In uno dei miei primi libri avevo citato il romanzo, forse più celebre, di Paulo Coelho, “L’alchimista”, rifacendomi alla storia simbolica di un giovane alla ricerca di un tesoro che, dopo un lungo peregrinare, ritrova nel luogo da cui era partito. L’obiettivo, molto personale, era quello di confermare quanto a volte, anche nella vita professionale, tornano esperienze, emozioni, che la vita stessa ricolloca nei tempi giusti, come tappe imprescindibili di un cammino.
Scrivo questo NotaBene qualche ora dopo la conclusione della convention con Serv.E.R. Cisl (di cui vi raccontiamo all’interno di questa newsletter) perché mi sembra sia accaduto proprio questo in questi giorni. Un incontro con circa 200 persone che metteva al centro “La sostenibilità in Serv.E.R., bene comune e partecipazione”.
Difatti sono le stesse parole da cui sono partito anni fa e che oggi tornano ad arricchirne un’altra – sostenibilità – che, usata e abusata, ha perso una parte della sua forza propulsiva, ma resta un pilastro imprescindibile della capacità di fare impresa di oggi e di domani.
Sempre a questo proposito ricordo quando, tanti anni fa ormai, ho iniziato a parlare in azienda di “etica” come “comportamento abituale teso al bene comune” e di quanto questa modalità di “agire il business” iniziò ad appassionare i tanti che negli anni (prima in maniera “carbonara” e poi sempre più manifesta) l’hanno praticata, comprendendo la valenza concreta del suo utilizzo in azienda.
Per me, che arrivavo da lunghi anni trascorsi nelle reti commerciali il tema era da tempo sul tavolo: che lo definissimo win-win o semplicemente vivendolo come un comportamento corretto, da tenere sempre davanti al cliente perché foriero di risultati nel tempo.
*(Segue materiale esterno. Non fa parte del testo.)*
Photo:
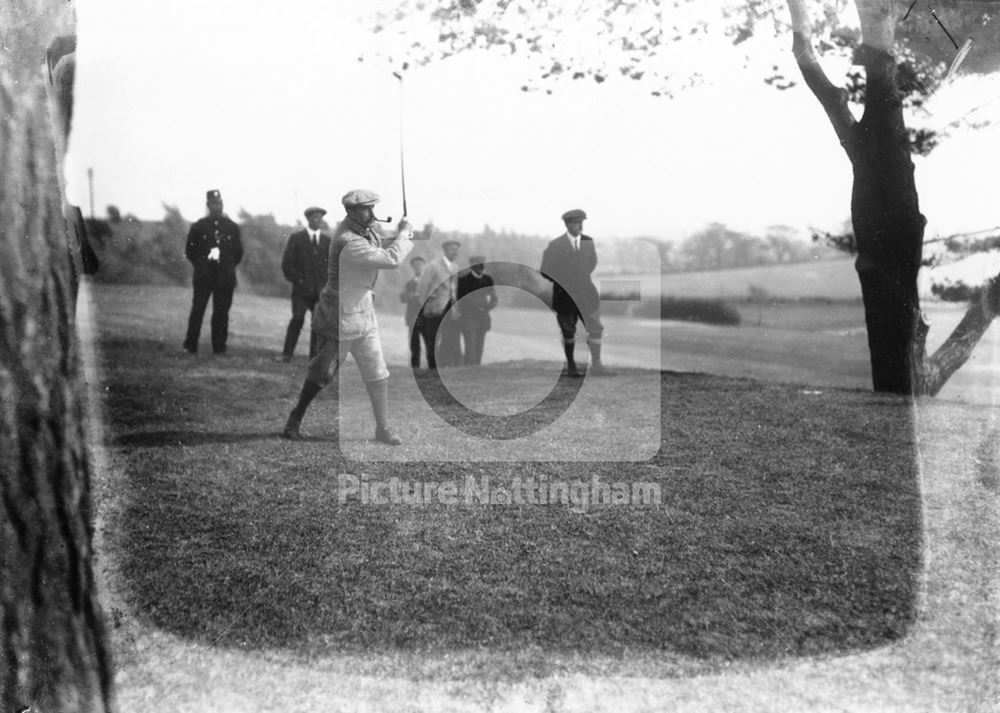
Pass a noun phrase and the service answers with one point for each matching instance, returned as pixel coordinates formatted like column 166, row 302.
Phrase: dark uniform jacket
column 304, row 265
column 480, row 297
column 209, row 233
column 569, row 270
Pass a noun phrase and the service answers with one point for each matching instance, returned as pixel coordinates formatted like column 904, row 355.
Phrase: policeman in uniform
column 214, row 249
column 344, row 321
column 304, row 265
column 568, row 262
column 478, row 297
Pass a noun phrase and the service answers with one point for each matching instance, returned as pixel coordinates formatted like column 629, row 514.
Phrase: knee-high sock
column 378, row 394
column 568, row 346
column 595, row 353
column 309, row 391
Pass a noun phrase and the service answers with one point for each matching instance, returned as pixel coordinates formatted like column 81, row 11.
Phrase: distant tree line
column 134, row 251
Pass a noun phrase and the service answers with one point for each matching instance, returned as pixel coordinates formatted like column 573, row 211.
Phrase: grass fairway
column 789, row 532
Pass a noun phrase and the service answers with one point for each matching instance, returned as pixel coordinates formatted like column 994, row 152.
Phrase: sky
column 268, row 103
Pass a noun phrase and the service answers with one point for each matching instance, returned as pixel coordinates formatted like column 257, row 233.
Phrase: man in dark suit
column 214, row 249
column 411, row 297
column 304, row 265
column 568, row 262
column 478, row 297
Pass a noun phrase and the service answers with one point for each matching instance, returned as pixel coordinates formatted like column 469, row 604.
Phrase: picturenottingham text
column 480, row 490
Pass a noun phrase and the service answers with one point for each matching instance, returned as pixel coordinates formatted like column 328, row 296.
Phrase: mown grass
column 789, row 527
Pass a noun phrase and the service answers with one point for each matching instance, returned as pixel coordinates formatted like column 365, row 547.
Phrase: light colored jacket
column 438, row 286
column 346, row 308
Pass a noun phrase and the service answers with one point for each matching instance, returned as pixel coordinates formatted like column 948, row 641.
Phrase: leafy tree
column 896, row 66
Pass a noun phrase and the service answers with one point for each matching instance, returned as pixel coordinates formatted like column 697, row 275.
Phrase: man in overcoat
column 569, row 261
column 304, row 265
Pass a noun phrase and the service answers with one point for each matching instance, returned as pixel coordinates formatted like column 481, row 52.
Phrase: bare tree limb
column 957, row 349
column 833, row 99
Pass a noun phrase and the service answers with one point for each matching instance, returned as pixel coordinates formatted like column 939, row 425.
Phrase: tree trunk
column 885, row 211
column 888, row 227
column 53, row 640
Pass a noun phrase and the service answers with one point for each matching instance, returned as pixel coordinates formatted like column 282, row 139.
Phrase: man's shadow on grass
column 156, row 439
Qualche anno dopo, nel 2009, sulla scorta della stessa passione, nacque con l’Università LIUC l’“Unità di studi sull’Etica”: un cammino bello e affascinante, che ha segnato la mia vita sicuramente, ma credo anche quella di tante altre persone, anche se non certo in discesa, perché in quegli anni non era facile “maneggiare” il concetto di bene comune in azienda: da dove prendesse origine e dove portasse. E, soprattutto, cosa, noi e le aziende, potessimo fare concretamente per raggiungere quei risultati che il “bene comune” promette e, spesso, realizza…
D’altra parte eravamo e siamo in buona compagnia. Sul concetto di “bene” si sono misurati nei secoli pensatori e filosofi di ogni epoca, da Aristotele a Tommaso d’Aquino a Kant, senza mai riuscire chiaramente a fornire una chiave di lettura univoca ed esaustiva.
Ma anche in questo la vita, e le tantissime esperienze e relazioni che la vita propone ogni giorno, mi è venuta in aiuto, portando in dono e in gioco la parola partecipazione. In quel momento ho iniziato a comprendere qualcosa di più della delicatezza ma anche della fondatezza del bene comune e di quanto possa essere realmente un obiettivo centrale nel lavoro quando si sposta l’attenzione dal termine “bene” al termine “comune”. Il secondo difatti suggerisce qualcosa che va ben oltre un concetto e introduce una modalità, un’azione al cui centro c’è la partecipazione.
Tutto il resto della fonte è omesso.